今は音叉などでの反響や共鳴などの現象によって説明ができるけれども、昔の時代ギリシア神話では「エコー」という精霊が言葉を返しているとされてきた。

僕達は”自分の思っていることを誰かに伝える”という行為によって、新しい発見や答えのようなものを受け取っていると感じています。でも、本当は、その発見や答えは誰かから与えられているのではなく、自分の中にあるという実感を得ているのです。

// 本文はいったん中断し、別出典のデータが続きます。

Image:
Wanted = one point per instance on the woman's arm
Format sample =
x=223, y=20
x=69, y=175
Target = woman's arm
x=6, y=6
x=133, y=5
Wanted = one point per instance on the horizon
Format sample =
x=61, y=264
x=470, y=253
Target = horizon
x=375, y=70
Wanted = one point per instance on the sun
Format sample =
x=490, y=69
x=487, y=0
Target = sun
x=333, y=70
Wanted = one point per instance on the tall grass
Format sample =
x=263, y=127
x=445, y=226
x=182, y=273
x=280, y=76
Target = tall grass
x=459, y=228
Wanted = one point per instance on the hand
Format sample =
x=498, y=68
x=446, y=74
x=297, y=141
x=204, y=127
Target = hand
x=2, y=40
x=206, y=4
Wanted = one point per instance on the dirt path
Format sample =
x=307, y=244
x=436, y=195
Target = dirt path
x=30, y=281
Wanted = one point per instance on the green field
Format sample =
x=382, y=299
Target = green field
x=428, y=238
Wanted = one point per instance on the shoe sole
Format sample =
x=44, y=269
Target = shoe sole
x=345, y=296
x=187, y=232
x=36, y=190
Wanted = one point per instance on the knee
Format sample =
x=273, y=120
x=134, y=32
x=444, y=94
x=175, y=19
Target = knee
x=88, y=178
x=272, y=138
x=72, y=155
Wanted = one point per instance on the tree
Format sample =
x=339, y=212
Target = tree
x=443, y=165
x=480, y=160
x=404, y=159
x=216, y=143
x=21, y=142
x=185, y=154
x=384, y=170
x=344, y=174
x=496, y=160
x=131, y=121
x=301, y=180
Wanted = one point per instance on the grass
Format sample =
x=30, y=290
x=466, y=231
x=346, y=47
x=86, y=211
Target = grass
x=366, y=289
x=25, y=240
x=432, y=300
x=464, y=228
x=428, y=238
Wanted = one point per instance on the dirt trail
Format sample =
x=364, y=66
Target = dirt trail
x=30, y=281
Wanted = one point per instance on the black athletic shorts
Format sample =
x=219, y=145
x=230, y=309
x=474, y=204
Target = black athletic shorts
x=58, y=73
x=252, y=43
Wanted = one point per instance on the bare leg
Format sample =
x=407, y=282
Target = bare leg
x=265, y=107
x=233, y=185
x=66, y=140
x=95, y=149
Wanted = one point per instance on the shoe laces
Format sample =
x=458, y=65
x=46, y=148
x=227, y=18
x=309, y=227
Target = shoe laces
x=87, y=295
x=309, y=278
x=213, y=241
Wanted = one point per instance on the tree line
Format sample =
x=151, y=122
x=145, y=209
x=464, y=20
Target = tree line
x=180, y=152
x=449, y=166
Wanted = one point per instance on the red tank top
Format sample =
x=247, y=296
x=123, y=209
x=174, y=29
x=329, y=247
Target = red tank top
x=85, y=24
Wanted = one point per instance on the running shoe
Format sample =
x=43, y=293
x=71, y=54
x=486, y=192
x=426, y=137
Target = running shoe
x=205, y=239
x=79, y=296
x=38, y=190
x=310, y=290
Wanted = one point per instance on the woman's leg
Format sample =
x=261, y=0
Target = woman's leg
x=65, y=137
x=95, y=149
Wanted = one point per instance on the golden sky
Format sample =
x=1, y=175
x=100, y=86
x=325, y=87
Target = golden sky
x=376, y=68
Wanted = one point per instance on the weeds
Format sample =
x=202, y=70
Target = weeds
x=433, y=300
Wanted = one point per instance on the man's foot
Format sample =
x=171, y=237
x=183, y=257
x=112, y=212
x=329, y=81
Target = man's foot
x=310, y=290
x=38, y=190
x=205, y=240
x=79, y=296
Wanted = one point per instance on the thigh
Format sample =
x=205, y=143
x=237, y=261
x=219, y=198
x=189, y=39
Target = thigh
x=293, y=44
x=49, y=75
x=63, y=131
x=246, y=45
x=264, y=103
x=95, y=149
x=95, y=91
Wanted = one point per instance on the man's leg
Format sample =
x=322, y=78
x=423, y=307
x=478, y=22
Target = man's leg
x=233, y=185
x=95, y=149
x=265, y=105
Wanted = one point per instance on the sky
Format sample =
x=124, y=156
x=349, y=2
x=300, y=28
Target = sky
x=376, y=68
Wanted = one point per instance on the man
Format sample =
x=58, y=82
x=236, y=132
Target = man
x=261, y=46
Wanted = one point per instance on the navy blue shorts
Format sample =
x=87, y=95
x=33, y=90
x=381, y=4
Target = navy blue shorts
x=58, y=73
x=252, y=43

答えを見つけたときは、言葉にできない感動をもたらし天啓とも言える神の声として聞こえる時もある。祈りによって出る場合もあるし、夢の中に出るときもある。誰かに相談して答えを教えてもらうのが一番簡単なんだろうけれども、自分の中にある答えと一致しない場合には答えよりも疑問の方が多くなる。
本人は答えがわからなくて人に相談するのだと思うけれど、誰かに何かを問うことが出来るのは自分の答えがある場合であって、それを確認するために相談するのだ。
だから自分に分らなければ、「分らない」という答えが自分に返ってきてしまうのです。

同じ様に、恨みや怒り妬みなどの感情さえも誰かにぶつければぶつけるほど、自分に返ってきてしまう。だからといって、自分の感情を外に出さない努力をすれば、今度は孤立感を味わうことになる。そうして不満が自分の中に充満し圧縮されたとき、大爆発を起こすか、心が収縮して欠乏しまうか・・・しか残された道がなくなってしまうのです。

そんなときに大切なこととは、その負の感情を柔らかい毛布で包んであげるような感覚、焦らないというか、流れに身を任せるというのか、まるで泣きじゃくっている子供をあやすような“優しさ”を自分に思い出すということ。
イライラする様々な出来事は、もちろん自分ではない原因がそうしているけれども、イライラとしてしまう視点で物事を見ているのは自分の他ならないのです。

ならば自分に問うてみる、「どうしたい?」。答えがわからなくても、身体的な感覚がそれが良いことか悪いことかくらいは教えてくれる。 それさえわかれば、後は「自分にとって良い状態」を繰り返し自分の良心に聞いてみるだけ。
その問いが自分の中に“こだま”し、やがて自分の心の扉が開かれる瞬間がやってくる。
それが「自分を見つめる」ということなんだと思う。

そしてわかる、「自分の望むものは他者からしか与えられない」ということを。
喜びを与えれば喜びが、優しさを与えれば優しさが自分にこだましてくる。
その瞬間、怒りや恨みの負の感情は嬉しさや楽しさという正のエネルギーに変換され外に放出されるようになる。

どんな方法で、どんな結果が良いかなんて答えはありません。
でも、自分の問いが自分にそのまま返ってくるのだとするならば、それが答え以上の力を持つことになるのだとは思いませんか?